GRAPE newletter vol.7 ( Nov 25 2005)
Dear Colleagues:
This is the seventh issue of our GRAPE newsletter, a brief summary of
recent developments regarding the GRAPE special-purpose computer for
stellar dynamics. For further information: "http://www.astrogrape.org".
+----------------------- CONTENTS:-----------------------------+
| 1) Status of the GRAPE-DR Project
| 2) The GRAPE Users Group
| 3) Front-end Speedup
| 4) Progrape status report
| 5) Reports from the field: GRAPEs in Heidelberg
+--------------------------------------------------------------+
1---------1---------1---------1---------1---------1---------1---------1
STATUS OF THE GRAPE-DR PROJECT
Last year we started the development of the GRAPE-DR. You can
find a description of the basic concepts in a short paper listed
on http://arXiv.org/abs/astro-ph/0509278, under the title of
"Modified SIMD architecture suitable for single-chip implementation".
In this paper the term GRAPE-DR acquired an altogether new meaning:
Greatly Reduced Array of Processor Elements with Data Reduction.
The logical design of the processor chip was finished in August 2005,
and we are currently working on the physical design of the chip.
If everything goes well, we will receive the first chip sample in
April 2006. Currently, an FPGA prototype system is already working.
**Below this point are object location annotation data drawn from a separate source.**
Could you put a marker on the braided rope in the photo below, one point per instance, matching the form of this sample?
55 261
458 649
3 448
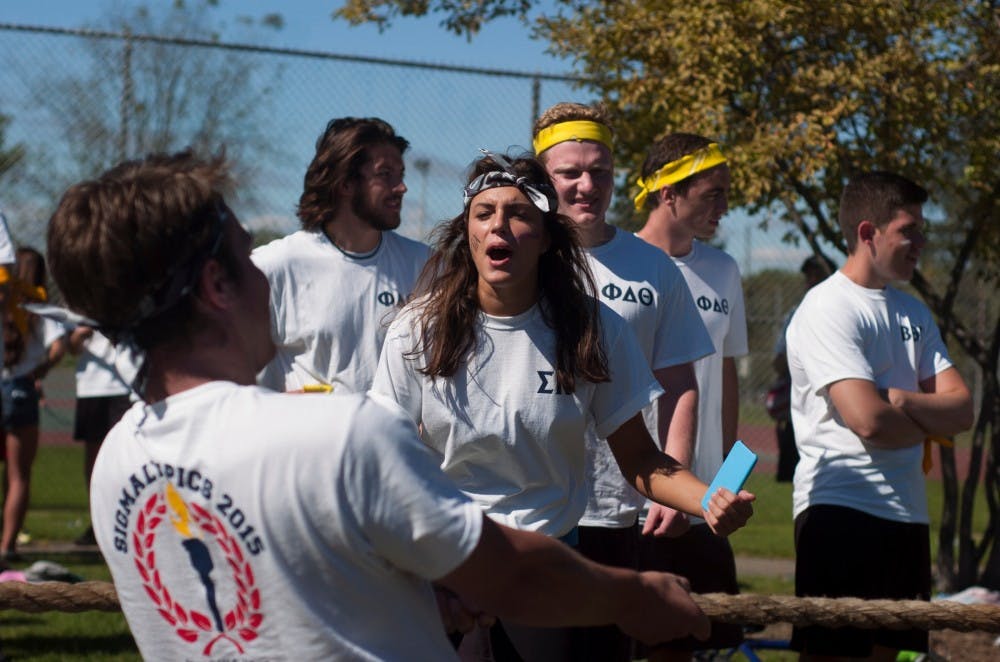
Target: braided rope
746 608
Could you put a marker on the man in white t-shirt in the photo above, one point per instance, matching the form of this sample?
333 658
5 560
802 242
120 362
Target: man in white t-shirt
574 142
239 522
102 397
685 186
871 383
337 283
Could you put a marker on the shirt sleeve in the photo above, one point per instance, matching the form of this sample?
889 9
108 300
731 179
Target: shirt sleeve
933 353
412 515
632 385
735 342
681 336
396 376
827 346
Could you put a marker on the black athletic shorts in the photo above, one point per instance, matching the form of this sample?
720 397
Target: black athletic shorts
843 552
96 416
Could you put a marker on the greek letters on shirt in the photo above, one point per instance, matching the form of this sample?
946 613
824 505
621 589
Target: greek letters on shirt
549 384
155 477
641 295
389 298
709 304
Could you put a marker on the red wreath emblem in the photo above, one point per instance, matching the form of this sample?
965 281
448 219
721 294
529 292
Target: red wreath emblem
243 619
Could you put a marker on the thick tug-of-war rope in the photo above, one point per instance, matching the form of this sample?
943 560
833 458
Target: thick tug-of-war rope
746 608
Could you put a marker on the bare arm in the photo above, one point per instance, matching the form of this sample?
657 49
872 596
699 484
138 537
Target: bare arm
943 407
677 419
662 479
78 338
529 578
873 419
730 404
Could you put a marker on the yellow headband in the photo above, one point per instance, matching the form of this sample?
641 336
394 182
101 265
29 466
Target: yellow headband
575 130
679 170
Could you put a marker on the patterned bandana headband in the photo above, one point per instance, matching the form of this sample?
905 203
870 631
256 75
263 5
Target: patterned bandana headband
679 170
575 130
541 195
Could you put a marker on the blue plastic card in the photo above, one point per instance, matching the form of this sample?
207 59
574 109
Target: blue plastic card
733 472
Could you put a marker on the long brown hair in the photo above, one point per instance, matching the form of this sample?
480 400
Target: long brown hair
340 153
450 307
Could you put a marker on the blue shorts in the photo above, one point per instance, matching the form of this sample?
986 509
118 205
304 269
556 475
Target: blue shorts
19 402
843 552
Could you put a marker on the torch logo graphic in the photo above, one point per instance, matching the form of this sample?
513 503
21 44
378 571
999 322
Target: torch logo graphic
194 526
201 559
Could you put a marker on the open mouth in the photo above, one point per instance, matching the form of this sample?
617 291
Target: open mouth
498 254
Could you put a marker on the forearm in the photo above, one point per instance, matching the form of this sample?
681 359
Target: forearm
890 429
936 413
677 412
660 478
730 404
542 582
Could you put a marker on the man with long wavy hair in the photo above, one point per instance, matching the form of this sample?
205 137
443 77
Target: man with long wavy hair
338 282
506 358
222 546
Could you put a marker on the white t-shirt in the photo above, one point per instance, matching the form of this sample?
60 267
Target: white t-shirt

The GRAPE-DR chip will operate on a clock cycle of 500 MHz. It
consists of 512 processing elements, each with fully-pipelined
floating-point arithmetic units. The peak speed of a single chip
will be 500 Gflops. Unlike the previous GRAPE hardware, each
processing element is programmable. So the GRAPE-DR can be used for
applications other than the calculation of gravitational interaction.
At present, to program the GRAPE-DR, a user must write the assembly
language code for the interaction kernel. An overview of the
software system, with examples, will soon be available. In the
future, we plan to implement compilers for higher-level languages.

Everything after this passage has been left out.